All’epoca del loro secondo album, nel settembre del 1970, i Black Sabbath avevano già scioccato il mondo (musicale e non) grazie al loro epocale debutto. Suoni cupi, atmosfere lugubri, una cover inquietante, una evidente fascinazione per tutto ciò che è occulto, magico e misterioso rappresentano gli ingredienti essenziali per dar vita ad una nuova corrente che da li a pochi anni farà milioni di proseliti: l’heavy metal. Il sound del gruppo è una miscela di hard rock e psichedelia caratterizzato dai poderosi power chords di Tony Iommi, dalla rocciosa sezione ritmica di Geezer Butler (basso) e Bill Ward (batteria) e dal raglio agonico del cantante Ozzy Osbourne. Tecnicamente non si avvicinano nemmeno ai ben più celebrati “colleghi” quali Led Zeppelin o Deep Purple, ma i Black Sabbath hanno il potere di scrivere testi altamente evocativi, che uniti a melodie ipnotiche ed ad uno spiccato gusto per la teatralità, gli conferisce uno stile unico ed inconfondibile. Alla fin fine sono solo un ex gruppo blues con tendenze hippie ma l’appeal sui giovani adolescenti delusi dalla rovinosa fine della “summer of love” è innegabile. I benpensanti del tempo, ovviamente, non sono dello stesso parere e la band diviene oggetto di critiche spietate. A questo punto Osbourne e soci cambiano direzione rivolgendo la loro attenzione alle debolezze, alle deviazioni, alle paure più recondite dell’animo umano.
“Sul loro secondo album estremamente heavy metal, Paranoid, ci sono lamenti sulla distruzione della guerra e l’ipocrisia dei politici, i pericoli della tecnologia, e i pericoli dell’abuso di droga” (Rolling Stone-1970)
La straniante tirata antimilitarista di War Pigs, la poderosa ed alienata Paranoid, la dilatata Planet Carvan, la fantascientifica Iron Man, l’inquietante Electric Funeral, la marcia tossica di Hand Of Doom, la torrenziale Rat Salad (unico brano strumentale del disco), la violenta Fairies Wear Boots, rappresentano tutte tessere di un mosaico atto a scandagliare la metà oscura che ogni uomo ha dentro di se. Il risultato è un album violento, pesante, pauroso ma anche estremamente affascinante, significativo, culturalmente e sociologicamente importante. La generazione dei figli dei fiori entra nell’autunno degli anni ’70 incerta sulle gambe, squassata da dubbi, rabbia, delusione, alienazione e angoscia. Questo cantano i Black Sabbath ed è proprio questo ad attrarre e respingere il pubblico.
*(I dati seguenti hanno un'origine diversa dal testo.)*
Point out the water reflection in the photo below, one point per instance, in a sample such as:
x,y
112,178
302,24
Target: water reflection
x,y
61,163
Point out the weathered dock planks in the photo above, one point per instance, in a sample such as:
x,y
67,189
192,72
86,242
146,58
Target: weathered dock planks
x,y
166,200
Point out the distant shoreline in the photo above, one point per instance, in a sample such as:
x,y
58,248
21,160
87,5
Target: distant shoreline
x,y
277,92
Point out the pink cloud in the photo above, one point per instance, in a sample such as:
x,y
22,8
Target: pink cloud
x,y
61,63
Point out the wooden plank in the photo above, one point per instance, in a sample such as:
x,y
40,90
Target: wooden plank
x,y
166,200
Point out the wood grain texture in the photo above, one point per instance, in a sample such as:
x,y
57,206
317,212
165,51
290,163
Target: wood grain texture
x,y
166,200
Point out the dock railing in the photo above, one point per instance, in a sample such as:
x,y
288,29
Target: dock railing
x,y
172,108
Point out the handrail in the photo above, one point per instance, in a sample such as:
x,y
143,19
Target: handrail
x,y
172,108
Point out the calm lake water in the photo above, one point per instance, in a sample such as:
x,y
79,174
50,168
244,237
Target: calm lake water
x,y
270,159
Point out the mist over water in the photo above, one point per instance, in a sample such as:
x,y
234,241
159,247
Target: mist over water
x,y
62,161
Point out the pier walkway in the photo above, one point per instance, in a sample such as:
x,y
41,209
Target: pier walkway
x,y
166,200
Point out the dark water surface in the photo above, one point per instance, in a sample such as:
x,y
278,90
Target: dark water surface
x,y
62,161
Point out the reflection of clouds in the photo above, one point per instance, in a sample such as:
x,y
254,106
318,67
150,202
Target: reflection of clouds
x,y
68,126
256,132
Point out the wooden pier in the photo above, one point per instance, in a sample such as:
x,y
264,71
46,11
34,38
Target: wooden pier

C’è chi li ama in quanto portavoci di un malessere generazionale, c’è chi li odia perché quello che dicono mette paura. Sicuramente non passano inosservati anche grazie ad un notevole feeling tra i vari musicisti. A dispetto della semplicità delle incisioni (unici effetti usati l’eco per la voce e l’immancabile overdrive per la chitarra) il gruppo restituisce una compattezza ed una potenza non comune nonostante la strumentazione ridotta e la non elevata cifra tecnica. Il fatto poi che questo lavoro è stato inciso in soli cinque giorni e con un budget limitatissimo denota una comunità d’intenti ed un’ispirazione veramente notevole. Il suo impatto e la sua influenza sono stati e restano enormi e le sue eco si propagano fino ai giorni nostri. Megadeth, Green Day, Pantera, Slayer sono solo alcuni degli artisti che hanno rivisitato i brani contenuti in Paranoid ed hanno ammesso la fondamentale influenza dei Black Sabbath, sia dal punto di vista lirico che musicale, nella loro produzione. Milioni di gruppi, famosi e non, ne hanno copiato il modo di stare in scena, il look maledetto, l’iconografia magico-satanista, gli spunti granguignoleschi e le tematiche tormentate consacrandoli personaggi simbolo, non solo di un modo di fare musica, ma di un vero e proprio stile di vita. A distanza di più di quarant’anni la forza inossidabile di Paranoid resiste costantemente allo scorrere del tempo, al mutare delle mode ed al progresso della tecnica, diventando una vera e propria pietra miliare del rock ed uno dei migliori album mai incisi in assoluto.